Microsoft adds Windows 11 policy to remove consumer Copilot app

Microsoft released a new Remove Microsoft Copilot app policy for Windows 11 in spring 2026. The policy works through Group Policy, MDM, or registry settings on Pro, Enterprise, Education, and IoT Enterprise LTSC editions. It only triggers when both the consumer Copilot app and Microsoft 365 Copilot are present on the same device and the consumer app has not been used for 28 days. The policy does not touch Microsoft 365 Copilot or other AI features. Admins can now uninstall the consumer app through standard management tools instead of manual removal.
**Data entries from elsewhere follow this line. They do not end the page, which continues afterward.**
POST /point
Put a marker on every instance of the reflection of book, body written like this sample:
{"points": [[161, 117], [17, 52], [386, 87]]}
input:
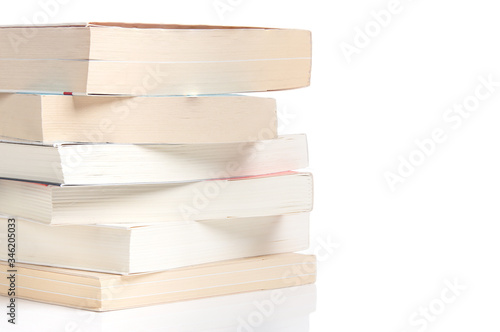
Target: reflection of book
{"points": [[221, 314], [104, 292], [78, 164], [138, 120], [123, 249], [258, 196], [153, 59]]}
Before this policy, any device with Microsoft 365 Copilot also received the consumer version with no built-in way for mid-sized tenants to remove it at scale. The consumer app sat alongside work tools, creating duplicate icons, separate sign-in prompts, and unclear data paths for users who already struggle to tell SharePoint from OneDrive. Now the consumer app can be stripped after 28 days of inactivity, but only if both versions coexist and only after the fact. This leaves the core problem untouched: Microsoft still pushes consumer AI experiences into managed environments and expects admins to notice and clean up afterward.
Analysis
Block the consumer Copilot app at the Windows image or Intune level rather than waiting for the 28-day trigger. Add it to your standard build checklist so the app never reaches user devices in the first place.